Um ein Moped zu fahren, benötigen Sie einen Führerschein. Um im Fitnessclub einen Trainingsplan zu erstellen, ist eine Trainerausbildung notwendig. Doch für den Spitzenjob in dieser Behöre ist neben der richtigen Parteizugehörigkeit nichts weiter erforderlich, als ein wenig zu winken und ausreichend Follower bei Twitter einzusammeln. Die hierfür angeführte Begründung lautet gemeinhin: Demokratie.
Doch trägt diese Begründung wirklich? Es gibt bei uns jede Menge Regeln, die nicht zur Wahl gestellt, sondern einfach konstatiert werden. Regeln, die so offensichtlich richtig sind, dass man sie leicht einem Vierjährigen erklären kann. Beim Autofahren gibt es beispielsweise die Gurtpflicht. Sie können einen Führerschein haben, Ihr Auto hat TÜV und ist versichert, Sie beachten die Verkehrsregeln, aber trotzdem dürfen Sie nur mit Sicherheitsgut fahren. Das ist eine Selbstschutzmaßnahme. Ärzte müssen ein mühsames Studium absolvieren, Leichen sezieren und sich im Krankenhaus einer modernen Form der Knechtschaft unterziehen, auch Praxisjahre genannt. Um eine Mittelspannungsanlage oder ein Kraftwerk zu reparieren, wird eine anspruchsvolle Ausbildung vorausgesetzt. Das ist Fremdschutz.

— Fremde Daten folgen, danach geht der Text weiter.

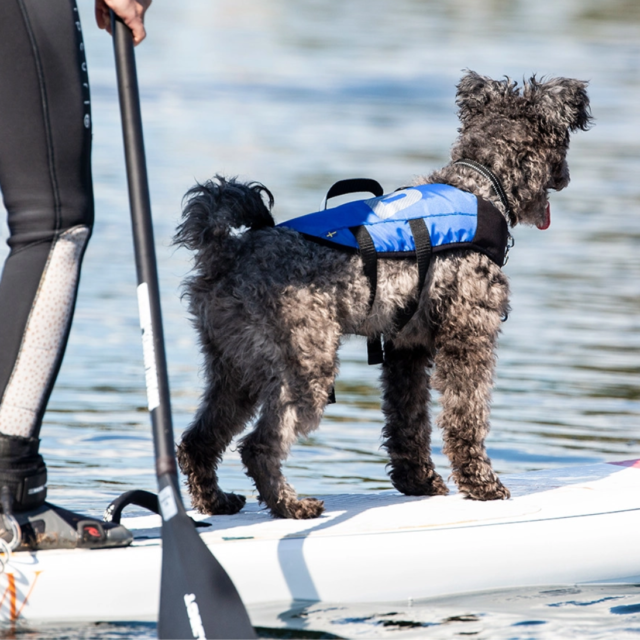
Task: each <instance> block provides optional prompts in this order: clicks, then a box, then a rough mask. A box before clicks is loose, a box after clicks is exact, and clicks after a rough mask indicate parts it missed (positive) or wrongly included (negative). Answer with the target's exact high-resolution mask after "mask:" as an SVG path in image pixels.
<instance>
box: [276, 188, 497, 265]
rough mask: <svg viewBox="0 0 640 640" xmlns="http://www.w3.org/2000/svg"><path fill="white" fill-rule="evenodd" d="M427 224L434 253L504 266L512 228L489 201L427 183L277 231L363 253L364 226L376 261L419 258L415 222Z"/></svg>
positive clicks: (354, 205)
mask: <svg viewBox="0 0 640 640" xmlns="http://www.w3.org/2000/svg"><path fill="white" fill-rule="evenodd" d="M419 219H422V220H424V223H425V225H426V229H427V231H428V235H429V240H430V246H431V251H432V252H434V253H436V252H439V251H444V250H450V249H465V248H468V249H474V250H476V251H480V252H482V253H484V254H486V255H487V256H489V258H491V260H493V261H494V262H495V263H496V264H497V265H499V266H502V264H503V263H504V258H505V253H506V247H507V239H508V235H509V231H508V226H507V223H506V220H505V219H504V216H503V215H502V214H501V213H500V212H499V211H498V210H497V209H496V208H495V207H494V206H493V205H492V204H491V203H490V202H488V201H486V200H483V199H482V198H477V197H476V196H474V195H473V194H471V193H468V192H466V191H461V190H460V189H456V188H455V187H452V186H450V185H447V184H426V185H420V186H416V187H410V188H407V189H401V190H399V191H395V192H393V193H390V194H387V195H383V196H379V197H376V198H370V199H367V200H356V201H353V202H347V203H346V204H342V205H340V206H337V207H334V208H332V209H326V210H324V211H318V212H316V213H310V214H308V215H305V216H301V217H299V218H294V219H293V220H287V221H286V222H283V223H281V224H280V225H278V226H281V227H288V228H290V229H295V230H296V231H299V232H300V233H302V234H304V235H305V236H306V237H307V238H308V239H309V240H313V241H316V242H320V243H322V244H327V245H329V246H333V247H335V248H343V249H346V250H351V251H357V250H359V249H361V247H360V245H359V243H358V240H357V238H356V231H355V230H356V229H357V228H359V227H361V226H364V227H365V228H366V231H367V232H368V234H369V236H370V237H371V240H372V242H373V247H374V248H375V252H376V254H377V255H378V257H383V258H408V257H412V256H413V255H415V251H416V243H415V239H414V234H413V230H412V224H411V221H412V220H419Z"/></svg>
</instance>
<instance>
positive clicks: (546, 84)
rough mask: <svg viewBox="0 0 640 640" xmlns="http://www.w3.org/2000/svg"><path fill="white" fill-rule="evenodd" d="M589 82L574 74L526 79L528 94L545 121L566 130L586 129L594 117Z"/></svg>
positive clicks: (527, 94)
mask: <svg viewBox="0 0 640 640" xmlns="http://www.w3.org/2000/svg"><path fill="white" fill-rule="evenodd" d="M587 84H588V83H587V82H583V81H581V80H572V79H570V78H553V79H552V80H549V81H547V82H538V81H537V80H536V78H535V76H534V77H533V78H531V80H530V81H529V82H527V83H525V87H524V97H525V98H526V99H528V100H529V101H530V102H531V103H532V105H533V106H534V109H535V111H536V113H537V115H538V117H539V118H541V120H542V121H543V122H546V123H547V124H549V125H550V126H551V127H553V128H559V129H563V130H565V131H567V130H568V131H576V130H577V129H582V130H583V131H586V130H587V129H588V128H589V125H590V124H591V121H592V120H593V118H592V116H591V109H590V108H589V96H587Z"/></svg>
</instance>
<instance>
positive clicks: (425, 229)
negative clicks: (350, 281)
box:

Beides haben wir bei der Besetzung von Führung und zentralen Schaltstellen dieses Ministeriums sträflich vernachlässigt. Für derart anspruchsvolle Jobs sind relevante Managementerfahrung, Fleiß und Integrität erforderlich. Alles andere ist unverantwortlich. Die Bürger verdienen mehr. Auch die Mitarbeiter im Ministerium, den Ämtern und medizinischen Einrichtungen, in angrenzenden Bereichen wie der Pflege, Sportvereinen und Fitnessclubs. Denn diese Menschen widmen ihr Berufsleben und bemerkenswerte emotionale Kraft der Gesundheit anderer.
Hierfür benötigen sie stabile und rational gestaltete Rahmenbedingungen, nicht Udo Lindenberg und das Panikorchester.